In quel periodo circolavano anche i miniassegni, introdotti nel dicembre 1975 (il primo ad emetterli fu l’istituto San Paolo di Torino) e circolati fino al 1978, per sopperire alla grave carenza di monete metalliche a causa di una disfuzione dei macchinari della Zecca di Stato e non, come comunemente si crede, per la corsa all’approvvigionamento da parte delle aziende svizzere e giapponesi per costruire le casse degli orologi digitali.

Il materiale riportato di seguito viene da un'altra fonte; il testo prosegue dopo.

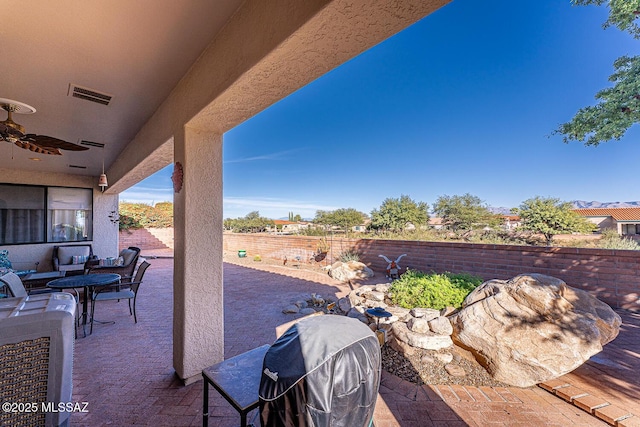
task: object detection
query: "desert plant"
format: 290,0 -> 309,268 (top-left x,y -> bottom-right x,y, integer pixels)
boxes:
338,249 -> 360,262
598,230 -> 640,251
389,270 -> 482,310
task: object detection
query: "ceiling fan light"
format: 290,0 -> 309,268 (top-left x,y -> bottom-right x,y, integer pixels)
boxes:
98,174 -> 109,191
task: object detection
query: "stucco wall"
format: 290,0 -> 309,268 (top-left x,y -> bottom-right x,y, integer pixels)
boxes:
223,233 -> 640,311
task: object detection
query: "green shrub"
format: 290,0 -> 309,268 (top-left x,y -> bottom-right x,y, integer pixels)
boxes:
118,202 -> 173,230
338,249 -> 360,262
389,270 -> 482,310
598,230 -> 640,251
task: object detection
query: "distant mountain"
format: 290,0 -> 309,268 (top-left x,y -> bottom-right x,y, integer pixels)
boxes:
571,200 -> 640,209
489,206 -> 511,215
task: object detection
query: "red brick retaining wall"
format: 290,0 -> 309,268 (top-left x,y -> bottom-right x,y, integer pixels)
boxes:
224,233 -> 640,311
118,228 -> 173,249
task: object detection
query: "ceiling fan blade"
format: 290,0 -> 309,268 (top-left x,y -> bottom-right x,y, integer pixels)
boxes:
15,140 -> 62,156
24,133 -> 89,151
0,121 -> 24,141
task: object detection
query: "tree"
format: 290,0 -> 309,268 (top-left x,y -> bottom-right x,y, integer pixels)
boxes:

Nel 1977, mentre le Br sequestravano, a Genova, l’armatore Pietro Costa, ricavandone un riscatto di un miliardo e mezzo di lire, e in Rai apparivano le prime puntate di un telefilm di straordinario successo, “Happy Days”, un restyling della Banca d’Italia sostituì il biglietto da 100mila lire con Alessandro Manzoni con quello con il volto della “Primavera” di Botticelli e il 50mila con Leonardo Da Vinci con uno nuovo, raffigurante il busto di una giovane donna. Anche il celebre 10mila lire marrone e vinaccia con Michelangelo Buonarroti fu messo in soffitta, così come il 5mila verde con Cristoforo Colombo e le caravelle e il 500 color nespola con la testa di Aretusa, l’aquila che ghermisce il serpente di Akragas e i quattro delfini che saltano sulle onde. Sopravvissero soltanto pochi tagli del passato, come le 1.000 Giuseppe Verdi grigio-violette e le 20mila “Tiziano”. Ma in questo anno denso di eventi drammatici e di cambiamenti, se qualcuno avesse detto agli italiani che un giorno del futuro, il 1° marzo 2002, avrebbero dovuto dire addio alla lira, l’affermazione sarebbe stata trattata come una boutade fantascientifica.



E, invece, con l’introduzione dell’euro, quel momento è arrivato, così come è giunta l’era dei telefoni cellulari e dei computer ad altissima velocità. Insieme al rimpianto per gli anni, pur funestati da una violenza che portò l’Italia sull’orlo della guerra civile, in cui si parlava di scala mobile e di svalutazione, gli italiani, memori di un maggior potere d’acquisto del denaro e defraudati da una nuova moneta che li ha lasciati in bolletta, non possono far altro che attaccarsi ad un feticcio. Ma quella lira era anche un oggetto artistico, dato che, le invenzioni di maestri incisori come Trento Cionini, autore del rovescio del 100mila “Manzoni” e del diritto del 500mila “Raffaello”, hanno condotto la cartamoneta italiana nel parnaso delle più affascinanti creazioni mondiali in questo settore.



Un aspetto da non tralasciare, inoltre, è quello del valore numismatico di questi biglietti. Un 100mila “Manzoni” del 1970, in fior di stampa, ossia perfettamente conservato, vale oggi 2.200 euro. Mentre un 500mila “Raffaello”, apparso per la prima volta nel 1997, ha un valore di 370 euro, ben superiore quindi, agli 258 euro e 22 centesimi garantiti dalla Banca d’Italia.